Other essays are about books as objects, about used bookstores, about compulsive proofreading, about personalized inscriptions, about marrying personal libraries when the owners marry, and one of my favourites: an essay about the his/her dilemma. It deals with Fadiman's personal wrestling with gendered language, about the difficulty of sometimes placing equality over beauty in a sentence, and why it is necessary. From that came the following passage:
Long ago, my father wrote something similar: "The best essays [do not] develop original themes. The develop original men, their composers." Since my father, unlike E. B. White, is still around to testify, I called him up last night and said, "Be honest. What was really in your mind when you wrote those sentences?" He replied, "Males. I was thinking about males. I viewed the world of literature -- indeed, the entire world of artistic creation -- as a world of males, and so did most writers. Any writer of fifty years ago who denies that is lying. Any male writer, I mean."
I believe that although my father and E. B. White were not misogynists, they didn't really see women, and their language reflected and reinforced that blind spot.
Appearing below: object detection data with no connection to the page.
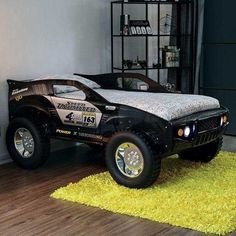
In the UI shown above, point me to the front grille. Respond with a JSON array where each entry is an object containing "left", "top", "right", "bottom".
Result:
[
  {"left": 198, "top": 117, "right": 221, "bottom": 132},
  {"left": 195, "top": 130, "right": 219, "bottom": 145}
]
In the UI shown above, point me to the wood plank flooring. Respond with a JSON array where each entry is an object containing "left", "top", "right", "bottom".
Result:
[{"left": 0, "top": 145, "right": 236, "bottom": 236}]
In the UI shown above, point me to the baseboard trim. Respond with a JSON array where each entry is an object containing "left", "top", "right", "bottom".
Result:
[{"left": 0, "top": 140, "right": 76, "bottom": 165}]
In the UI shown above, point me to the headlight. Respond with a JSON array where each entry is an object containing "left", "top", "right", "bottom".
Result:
[
  {"left": 184, "top": 126, "right": 191, "bottom": 138},
  {"left": 220, "top": 115, "right": 228, "bottom": 126}
]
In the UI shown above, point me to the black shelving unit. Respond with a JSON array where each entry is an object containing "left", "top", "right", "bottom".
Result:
[{"left": 111, "top": 0, "right": 194, "bottom": 93}]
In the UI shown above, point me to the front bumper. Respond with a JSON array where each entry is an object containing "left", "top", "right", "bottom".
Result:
[{"left": 171, "top": 108, "right": 228, "bottom": 154}]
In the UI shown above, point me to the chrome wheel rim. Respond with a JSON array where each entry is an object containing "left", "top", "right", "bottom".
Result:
[
  {"left": 14, "top": 128, "right": 35, "bottom": 159},
  {"left": 115, "top": 143, "right": 144, "bottom": 178}
]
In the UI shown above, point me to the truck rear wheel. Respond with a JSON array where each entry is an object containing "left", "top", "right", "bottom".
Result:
[
  {"left": 6, "top": 118, "right": 50, "bottom": 169},
  {"left": 179, "top": 137, "right": 223, "bottom": 163},
  {"left": 106, "top": 132, "right": 161, "bottom": 188}
]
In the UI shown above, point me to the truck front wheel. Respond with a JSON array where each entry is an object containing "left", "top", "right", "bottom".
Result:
[
  {"left": 106, "top": 132, "right": 161, "bottom": 188},
  {"left": 6, "top": 118, "right": 50, "bottom": 169}
]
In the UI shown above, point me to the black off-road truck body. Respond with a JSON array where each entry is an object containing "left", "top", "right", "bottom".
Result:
[{"left": 7, "top": 73, "right": 228, "bottom": 188}]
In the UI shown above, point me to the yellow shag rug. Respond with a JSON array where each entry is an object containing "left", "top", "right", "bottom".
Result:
[{"left": 52, "top": 152, "right": 236, "bottom": 235}]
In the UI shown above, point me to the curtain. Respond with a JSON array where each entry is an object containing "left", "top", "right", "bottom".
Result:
[
  {"left": 168, "top": 0, "right": 205, "bottom": 94},
  {"left": 194, "top": 0, "right": 205, "bottom": 94}
]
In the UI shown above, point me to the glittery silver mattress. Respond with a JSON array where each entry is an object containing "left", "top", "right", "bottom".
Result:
[{"left": 60, "top": 89, "right": 220, "bottom": 121}]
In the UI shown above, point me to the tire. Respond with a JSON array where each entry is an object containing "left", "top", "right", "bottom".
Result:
[
  {"left": 105, "top": 132, "right": 161, "bottom": 189},
  {"left": 6, "top": 118, "right": 50, "bottom": 169},
  {"left": 179, "top": 137, "right": 223, "bottom": 163}
]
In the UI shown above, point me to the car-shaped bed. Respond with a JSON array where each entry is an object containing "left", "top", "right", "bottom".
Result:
[{"left": 6, "top": 73, "right": 228, "bottom": 188}]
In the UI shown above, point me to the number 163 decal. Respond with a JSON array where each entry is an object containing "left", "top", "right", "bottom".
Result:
[{"left": 83, "top": 113, "right": 96, "bottom": 127}]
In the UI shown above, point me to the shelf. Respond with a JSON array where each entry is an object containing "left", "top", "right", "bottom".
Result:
[
  {"left": 113, "top": 66, "right": 191, "bottom": 71},
  {"left": 112, "top": 34, "right": 191, "bottom": 38},
  {"left": 111, "top": 0, "right": 192, "bottom": 5}
]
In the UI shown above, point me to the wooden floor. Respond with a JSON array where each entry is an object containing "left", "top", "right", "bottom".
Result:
[{"left": 0, "top": 145, "right": 236, "bottom": 236}]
This is particularly interesting to me given that Fadiman's father and E. B. White were both married to very accomplished women of letters, and both relied on them for artistic assistance and delighted in sharing the world of literature with them. Fascinating, thought-provoking stuff.
Fadiman is not a common reader, nor is she a common writer. She is erudite, clever, interesting, funny, and replete with new and unusual words (I am going to follow her example and list words in this book that I have never encountered before -- it is going to be a long one). It occurs to me that someone less talented may have come off as patronizing or full-of-herself, but Fadiman's essays come off instead as full of joie de vivre and completely, head-over-heels in love with language and the written word. She isn't using her fancy words to impress. She is using them because they exactly embody what she wants to say, and she just happens to have them handy for use. Her vocabulary becomes a gift to the reader.
This book is delightful, and I need to find my own copy. I'll also be keeping an eye out for her newer collection of essays, At Large and at Small. I recommend Ex Libris highly to anyone who loves reading, language, and most especially books.